Небо Мадагаскар - страница 18



– И драматурги, – промолвил Саид.

– Это одно и то же, – отрезал Мага и сделал большой глоток.

Вскоре подтянулся Тофик, спел азербайджанскую песню, содержащую в себе куски бытия, элементы людей и души львов и бизонов, играющих на траве. На это Саид сказал выстрел, топор и плоть. Мужчины расстегнули рубашки и принялись за еду, налегая также на выпивку. Небо росло в их сердцах, обещая инфаркты – молнии, шаровые и обычные, удерживающие шаровые, рвущиеся в небо, если бы не веревки, убивающие собой.

– Конечно, – сказал Тофик, – высшее искусство – повеситься на молнии, но кому это нужно? Все самоубийцы вешаются на цепочках с крестом. Это такая мода. Это сегодня круто.

– Крест впивается в горло, – продолжил мысль Датви, – и отпечатывается на нем, издает себя на человеке одним подарочным и самым дорогим в мире экземпляром.

И на этом он встал и сфотографировал своих товарищей, показал им фото и разместил его в Инстаграме.

– Ну фото классное, – сказал Мага, зайдя в инет, – а вообще, прошлое и будущее – две ладони, а настоящее – комар или муха меж ними.

– Не соглашусь, – возразил Саид, – извините за откровенность, но прошлое, настоящее и будущее – это половые органы мужчины, то, что посередине, – настоящее, оно может стоять и висеть, а прошлое и будущее могут вдруг стать настоящим.

– О, это круто и страшно, – молвил Мага, – и мне тут подумалось: если человек лежит – это мост, а когда встает – это мост разводят, это два человека между двумя берегами. Человек – это цифра два. И не случайно двойка похожа на вопрос.

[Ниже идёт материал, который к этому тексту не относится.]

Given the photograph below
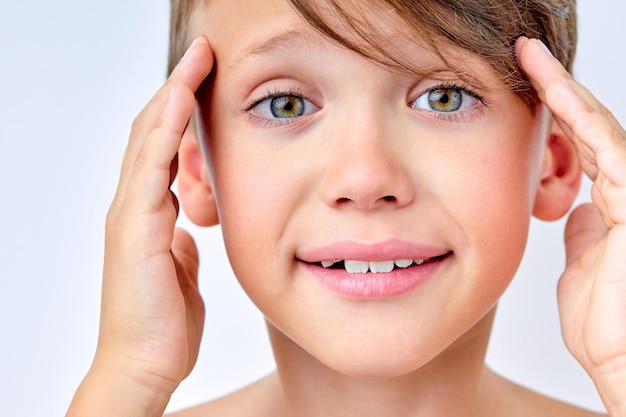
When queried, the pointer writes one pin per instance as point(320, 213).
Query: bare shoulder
point(259, 399)
point(515, 400)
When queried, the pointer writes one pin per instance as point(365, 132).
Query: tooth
point(381, 266)
point(403, 263)
point(357, 267)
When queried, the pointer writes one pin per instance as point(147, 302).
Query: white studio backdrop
point(73, 76)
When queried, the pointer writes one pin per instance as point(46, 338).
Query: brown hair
point(487, 28)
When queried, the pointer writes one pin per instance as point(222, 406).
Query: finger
point(598, 136)
point(584, 227)
point(185, 255)
point(193, 68)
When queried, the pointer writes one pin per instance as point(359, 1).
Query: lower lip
point(375, 286)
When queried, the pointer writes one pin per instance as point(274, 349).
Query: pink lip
point(372, 286)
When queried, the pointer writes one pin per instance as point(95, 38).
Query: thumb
point(185, 254)
point(584, 227)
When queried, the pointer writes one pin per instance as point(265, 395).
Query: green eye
point(285, 107)
point(446, 100)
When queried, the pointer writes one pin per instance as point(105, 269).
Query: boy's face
point(318, 155)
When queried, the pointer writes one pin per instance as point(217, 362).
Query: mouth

– Ну и человек – это здание, – продолжил Саид, – этажи, в которых живут алкаши, юристы, поэты, писатели, разнорабочие, полицейские и прочие. Основной вопрос философии – кто живет на последнем этаже человека, кто поселился там, пожарный, учитель, врач и т. д. И даже больше: не умер ли там человек и не лежит ли и разлагается месяц и год – даже вечность.

Тофик достал карты и начал их тасовать, дымить сигаретой и пропускать дым через сито зубов.

– Армяне, – сказал он, – это разрыв гранаты, азербайджанцы – пуля и выстрел. Я говорю про мозги.

– Понятное дело, – промолвил Мага, – Ницше – это арбуз, ручка его – нож, читатель его – покупатель.

– Как сложно, – скривил губы Датви, – но мир усложняется, вот именно. Есть слова и тексты сом или масло, мясо или вино. А есть – салат, например, винегрет, супы разные, многомыслие, супермышление. Богато накрытый стол или хлеб и вода. Но надо совмещать и то, и другое.

Они замолчали, покосили глазами по сторонам, ничего интересного не обнаружили, вышли на улицу, расплатившись, и двинулись наугад. По крайней мере, так считал их мозг, но ноги и прочее могли думать иначе. «Хорошо напились, вообще пьянство – выход в море, человек просто на море, он в океане, он ищет Америку, он Колумб». Так они шли, пока не встретили Софью. Та шла навстречу, держа букет роз.

– Привет вам, – сказала она, – мужчины, куда идете?

– Гуляем, – ответил Мага.

– Пьяны?

– Ну, чуть-чуть, немного, – произнес Мага.

– Я с вами.

– Тогда пойдем, – дал разрешение Датви и представился.

Все познакомились впервые и заново и двинулись по дороге, распевая мугам и рабиз. Жесткую «Воровскую долю», несущую семидесятые годы вперед, впереди, как отдельного человека, потому что каждый год – это отдельно взятый человек, но есть и люди десятилетия и даже столетия, не говоря про тысячелетия. «Азербайджанец может быть просто ножом, вот ты с ним пообщался при встрече, мирно поговорил, а ушел с тысячей ран, весь в порезах, в которые вошли слова и пустили ростки». Шли недолго, садились на лавки, курили «Казбек», «Арарат», «Баку», львиную долю своих мыслей и чувств проглатывали и делали частью почек, сердец и легких друг друга. Пропитывались собой. Софья шутила, сравнивала позвоночник с мачтой, потому что человек – корабль, плывущий, как динамит, во все стороны, хоть с виду он идет в одну сторону, жуя листья капусты или поедая мороженое.